Protection against inflation for the aged, blind, and disabled is another very major consequence of this new law. These especially deserving people were transferred from the previous Federal-State public assistance program to the new Federal supplemental security income program on January 1. The bill I sign today will move up the benefit increase already scheduled to take effect for these recipients from July to January of 1974.
I am greatly pleased that many millions of Americans will enjoy an improved financial situation because of this legislation. To be sure, such gains cannot be made without a price, and in this instance, the increases must be financed largely by an increase in the wage base on which social security payroll taxes are levied.
One provision included in this bill is most unfortunate. It would delay until December 31, 1974, the effective date of the social service regulations recently issued by the Secretary of Health, Education, and Welfare. We in this Administration have worked hard to see that services are concentrated on those who are truly needy, rather than permitting funds to be spent with little regard for genuine need. We have made considerable progress toward this goal, and the new regulations were an important step in this progress. The postponement included in the new law significantly impede this important thrust and could actually reduce the amount of day care, child care, and other services which can be provided for our poorest citizens.

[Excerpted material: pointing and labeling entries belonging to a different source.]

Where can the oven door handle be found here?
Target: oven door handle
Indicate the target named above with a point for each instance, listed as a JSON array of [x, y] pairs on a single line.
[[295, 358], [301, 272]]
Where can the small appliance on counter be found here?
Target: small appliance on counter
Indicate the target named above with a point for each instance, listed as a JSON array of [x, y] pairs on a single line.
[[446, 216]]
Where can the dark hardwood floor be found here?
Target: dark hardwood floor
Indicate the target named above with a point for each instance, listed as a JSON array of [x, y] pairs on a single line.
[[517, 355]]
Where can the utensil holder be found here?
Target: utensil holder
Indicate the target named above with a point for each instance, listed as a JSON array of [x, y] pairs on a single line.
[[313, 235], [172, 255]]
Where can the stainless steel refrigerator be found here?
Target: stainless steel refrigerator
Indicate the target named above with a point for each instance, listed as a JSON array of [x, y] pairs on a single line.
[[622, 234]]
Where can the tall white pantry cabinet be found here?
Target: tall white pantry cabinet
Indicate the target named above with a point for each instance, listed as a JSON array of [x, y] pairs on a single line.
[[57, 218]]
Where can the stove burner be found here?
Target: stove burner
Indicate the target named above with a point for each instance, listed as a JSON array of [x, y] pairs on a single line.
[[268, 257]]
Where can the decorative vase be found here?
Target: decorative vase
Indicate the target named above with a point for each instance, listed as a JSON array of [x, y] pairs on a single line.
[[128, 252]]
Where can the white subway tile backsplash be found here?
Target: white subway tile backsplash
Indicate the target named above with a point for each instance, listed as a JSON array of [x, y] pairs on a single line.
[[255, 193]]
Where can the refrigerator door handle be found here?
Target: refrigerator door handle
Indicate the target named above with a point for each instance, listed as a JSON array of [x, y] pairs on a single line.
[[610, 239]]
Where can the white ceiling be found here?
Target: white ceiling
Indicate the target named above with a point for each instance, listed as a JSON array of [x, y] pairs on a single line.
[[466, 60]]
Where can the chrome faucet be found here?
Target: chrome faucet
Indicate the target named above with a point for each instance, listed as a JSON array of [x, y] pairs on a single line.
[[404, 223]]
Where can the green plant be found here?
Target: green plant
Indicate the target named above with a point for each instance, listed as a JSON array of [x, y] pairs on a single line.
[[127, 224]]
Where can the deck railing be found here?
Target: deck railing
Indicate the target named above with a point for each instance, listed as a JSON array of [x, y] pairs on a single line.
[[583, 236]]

In considering whether to sign this bill, I have weighed this reservation very carefully, even as I have considered carefully the impact of H.R. 11333 on payroll taxes for the average wage earner. In the end, however, I have been most deeply impressed by what this legislation can do to enhance the financial security of millions of Americans--especially our older citizens. Because I believe this advantage out-weighs the disadvantages I have mentioned, I have signed H.R. 11333 into law.